Home > front end >  Editing .gitattributes to normalize line endings doesn't work?
Editing .gitattributes to normalize line endings doesn't work?

Time:09-03

I am trying to normalize line endings for my git repo, specifically, I am trying to make all .sh files use LF (Unix-style endings). When I researched about it, I figured out I should add this to my .gitattributes file:

*.sh eol=lf

That doesn't work... It doesn't change .sh file endings to LF.. Could anyone tell me what I should do? Thank You!

I also tried * text=auto eol=lf and git config --global core.autocrlf false

CodePudding user response:

TL;DR

Use git add --renormalize (e.g., git add --renormalize .).

Long

The directives in a .gitattributes file just tell Git what to do. They don't actually do it. As a result, simply changing an existing .gitattributes file, or adding a new one, has no effect yet.

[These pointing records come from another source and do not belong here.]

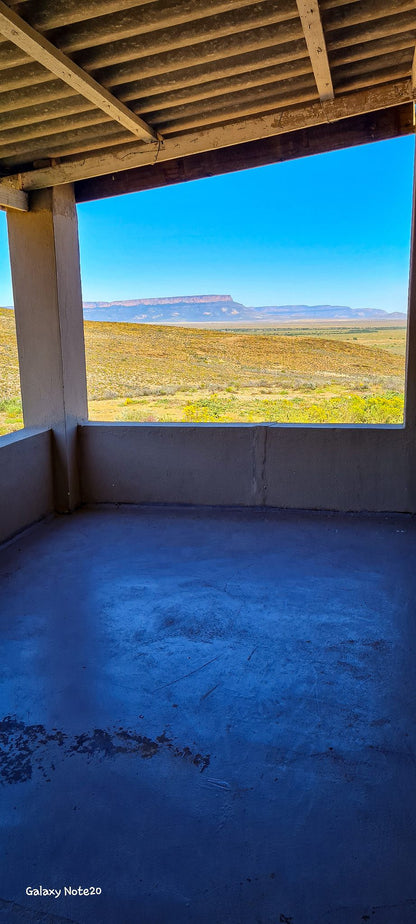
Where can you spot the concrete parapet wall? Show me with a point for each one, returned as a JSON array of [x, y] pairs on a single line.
[[26, 484], [315, 467]]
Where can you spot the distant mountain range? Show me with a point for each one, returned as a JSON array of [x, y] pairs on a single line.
[[203, 309], [206, 308]]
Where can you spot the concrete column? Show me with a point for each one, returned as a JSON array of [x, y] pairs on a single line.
[[44, 256]]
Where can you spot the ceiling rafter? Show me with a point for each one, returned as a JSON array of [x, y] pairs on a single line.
[[17, 31], [220, 136], [310, 18]]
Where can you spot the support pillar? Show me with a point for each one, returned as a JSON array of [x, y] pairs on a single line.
[[44, 257]]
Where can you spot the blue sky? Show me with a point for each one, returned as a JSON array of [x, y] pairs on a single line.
[[330, 229]]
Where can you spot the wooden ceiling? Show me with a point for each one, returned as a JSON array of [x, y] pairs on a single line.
[[95, 88]]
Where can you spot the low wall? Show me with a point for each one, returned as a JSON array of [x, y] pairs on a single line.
[[315, 467], [26, 486]]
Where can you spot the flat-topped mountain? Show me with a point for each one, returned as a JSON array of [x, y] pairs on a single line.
[[206, 308]]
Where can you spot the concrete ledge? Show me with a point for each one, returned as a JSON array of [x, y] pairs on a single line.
[[315, 467], [26, 489]]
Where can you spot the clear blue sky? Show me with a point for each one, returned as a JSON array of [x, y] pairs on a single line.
[[330, 229]]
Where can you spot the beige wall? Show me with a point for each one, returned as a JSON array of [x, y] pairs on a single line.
[[26, 488]]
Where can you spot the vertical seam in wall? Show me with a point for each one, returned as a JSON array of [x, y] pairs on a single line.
[[263, 466], [258, 449]]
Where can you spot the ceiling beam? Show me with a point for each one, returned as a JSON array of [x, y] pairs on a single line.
[[374, 126], [310, 18], [17, 31], [252, 128], [11, 198]]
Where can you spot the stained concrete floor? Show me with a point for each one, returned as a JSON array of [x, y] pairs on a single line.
[[211, 717]]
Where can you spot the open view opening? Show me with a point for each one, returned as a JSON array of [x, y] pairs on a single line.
[[277, 294], [11, 416]]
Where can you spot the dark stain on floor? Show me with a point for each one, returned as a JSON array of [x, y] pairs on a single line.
[[25, 747]]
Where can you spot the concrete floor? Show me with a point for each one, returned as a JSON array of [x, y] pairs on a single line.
[[211, 717]]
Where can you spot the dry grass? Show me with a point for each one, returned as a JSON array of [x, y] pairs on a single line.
[[149, 372]]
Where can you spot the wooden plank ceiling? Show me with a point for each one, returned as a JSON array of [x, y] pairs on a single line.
[[92, 87]]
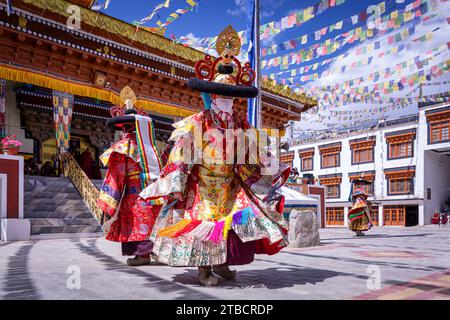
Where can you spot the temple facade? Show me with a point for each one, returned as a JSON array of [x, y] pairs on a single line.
[[62, 68], [42, 52]]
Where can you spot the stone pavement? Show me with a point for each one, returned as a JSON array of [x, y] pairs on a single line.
[[388, 263]]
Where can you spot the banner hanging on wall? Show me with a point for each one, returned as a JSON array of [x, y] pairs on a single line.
[[2, 108], [62, 117]]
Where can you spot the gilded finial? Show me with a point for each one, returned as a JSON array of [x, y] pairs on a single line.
[[127, 94]]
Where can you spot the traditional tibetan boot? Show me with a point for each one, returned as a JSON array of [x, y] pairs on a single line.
[[206, 278], [138, 261], [224, 271]]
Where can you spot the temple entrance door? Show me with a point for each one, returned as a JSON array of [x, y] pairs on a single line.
[[48, 150], [394, 215], [81, 143]]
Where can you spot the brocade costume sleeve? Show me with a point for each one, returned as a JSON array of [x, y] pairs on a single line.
[[112, 188], [174, 176]]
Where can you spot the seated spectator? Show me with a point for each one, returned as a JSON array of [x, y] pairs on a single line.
[[47, 170], [97, 173], [31, 167]]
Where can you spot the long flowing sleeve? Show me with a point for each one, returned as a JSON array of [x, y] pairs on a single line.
[[181, 161], [112, 188]]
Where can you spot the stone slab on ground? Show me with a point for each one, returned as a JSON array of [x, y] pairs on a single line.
[[303, 229], [411, 263]]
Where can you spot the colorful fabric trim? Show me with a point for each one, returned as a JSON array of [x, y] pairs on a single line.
[[249, 224], [127, 147], [149, 157]]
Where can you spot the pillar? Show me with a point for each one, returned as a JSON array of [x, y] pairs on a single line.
[[380, 215], [421, 214], [13, 224], [345, 216]]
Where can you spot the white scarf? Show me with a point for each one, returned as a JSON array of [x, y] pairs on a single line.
[[223, 107]]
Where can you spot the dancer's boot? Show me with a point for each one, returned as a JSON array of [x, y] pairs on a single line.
[[206, 278], [224, 271]]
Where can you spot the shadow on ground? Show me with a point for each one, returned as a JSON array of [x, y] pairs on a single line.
[[270, 278], [148, 280], [17, 283]]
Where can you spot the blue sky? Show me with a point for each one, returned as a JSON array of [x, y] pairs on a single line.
[[212, 16]]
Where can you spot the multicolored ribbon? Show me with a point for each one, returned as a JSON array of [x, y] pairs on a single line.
[[150, 161]]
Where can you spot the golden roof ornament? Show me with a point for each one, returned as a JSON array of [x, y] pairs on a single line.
[[228, 44], [127, 94]]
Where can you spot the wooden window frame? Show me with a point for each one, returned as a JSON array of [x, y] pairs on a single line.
[[407, 181], [363, 146], [308, 159], [407, 176], [395, 142], [306, 155], [331, 181], [399, 211], [441, 125], [334, 151], [336, 162], [333, 212], [442, 121], [369, 189], [374, 215], [337, 195], [287, 158]]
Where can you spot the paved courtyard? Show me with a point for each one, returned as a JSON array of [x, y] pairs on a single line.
[[388, 263]]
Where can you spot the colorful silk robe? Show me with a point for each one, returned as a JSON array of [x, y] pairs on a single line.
[[135, 220], [217, 197], [359, 215]]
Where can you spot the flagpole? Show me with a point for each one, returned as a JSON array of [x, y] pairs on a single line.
[[258, 66]]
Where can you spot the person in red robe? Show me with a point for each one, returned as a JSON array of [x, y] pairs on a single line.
[[128, 222]]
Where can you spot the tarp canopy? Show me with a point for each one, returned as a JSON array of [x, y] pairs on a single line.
[[293, 197]]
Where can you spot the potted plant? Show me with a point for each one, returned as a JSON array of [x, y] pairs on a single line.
[[10, 145]]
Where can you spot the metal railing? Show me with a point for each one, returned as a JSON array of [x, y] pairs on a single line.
[[82, 183]]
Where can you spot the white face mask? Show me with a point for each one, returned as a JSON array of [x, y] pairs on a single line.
[[225, 105]]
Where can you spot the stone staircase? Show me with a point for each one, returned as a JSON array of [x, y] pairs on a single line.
[[55, 208]]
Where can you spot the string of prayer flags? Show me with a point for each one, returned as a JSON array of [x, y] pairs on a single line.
[[175, 15], [391, 21], [158, 7], [418, 61]]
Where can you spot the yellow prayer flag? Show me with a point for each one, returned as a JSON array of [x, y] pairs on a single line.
[[192, 3], [407, 16], [304, 39]]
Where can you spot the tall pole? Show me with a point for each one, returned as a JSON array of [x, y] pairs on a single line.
[[258, 65]]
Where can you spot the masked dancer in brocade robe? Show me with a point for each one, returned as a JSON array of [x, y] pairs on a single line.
[[132, 163], [230, 209], [359, 214]]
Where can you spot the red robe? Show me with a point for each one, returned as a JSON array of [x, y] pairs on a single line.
[[135, 220]]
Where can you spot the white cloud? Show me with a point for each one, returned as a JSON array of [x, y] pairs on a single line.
[[240, 8], [379, 64]]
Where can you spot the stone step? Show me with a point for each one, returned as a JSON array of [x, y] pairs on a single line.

Each attribute you can specify has some particular meaning. Unfortunately, the CRLF-line-endings attributes meanings are blurry:

  • there are contradictory settings;
  • there is a lot of history: Git did certain things in the past, but it turned out to be terrible; but existing behavior can't be changed for compatibility reasons, so it still does that, but now it does these other things too; and
  • it's very hard to observe these things actually happen.

The result of the middle item is that what to set depends on which Git version(s) you're using. There are some general rules that always apply though, and you should keep these in mind as you experiment. Also, keep in mind that as initially written, Git never messed with line endings at all, and that's usually the default setting in most initial installations.

Three copies of files

First: Git has two kinds of transformation. To explain this properly, we must start a bit further back, with the difference between committed files, files in Git's index or staging area, and files in your working tree.

When you're working with files in Git, there's always1 a current commit. That's the commit you selected when you ran git checkout or git switch, for instance, to pick the branch main or develop or whatever. That branch name has a distinguished latest commit,2 and that's the commit you are now using. Every commit contains a full snapshot of every file,3 as a sort of permanent archive. Most version control systems do the same thing, though each VCS has its own way of doing this: one key point of version control is, after all, to be able to get back the old versions.

So, one copy of every file, for the current commit, is stored, permanently and unchangeably, in that particular commit.4 This copy can have either kind of line ending, especially if you have not told Git to mess with line endings. These copies will have whatever line endings they have, and they cannot be changed. They are immutable!

In order to use a version control system that stores an immutable copy of every file—such as Git—that version control system has to provide you with a mutable copy too. So Git does this too: when you check out some commit, making that commit the current commit, Git copies all the files out of that commit into your working tree.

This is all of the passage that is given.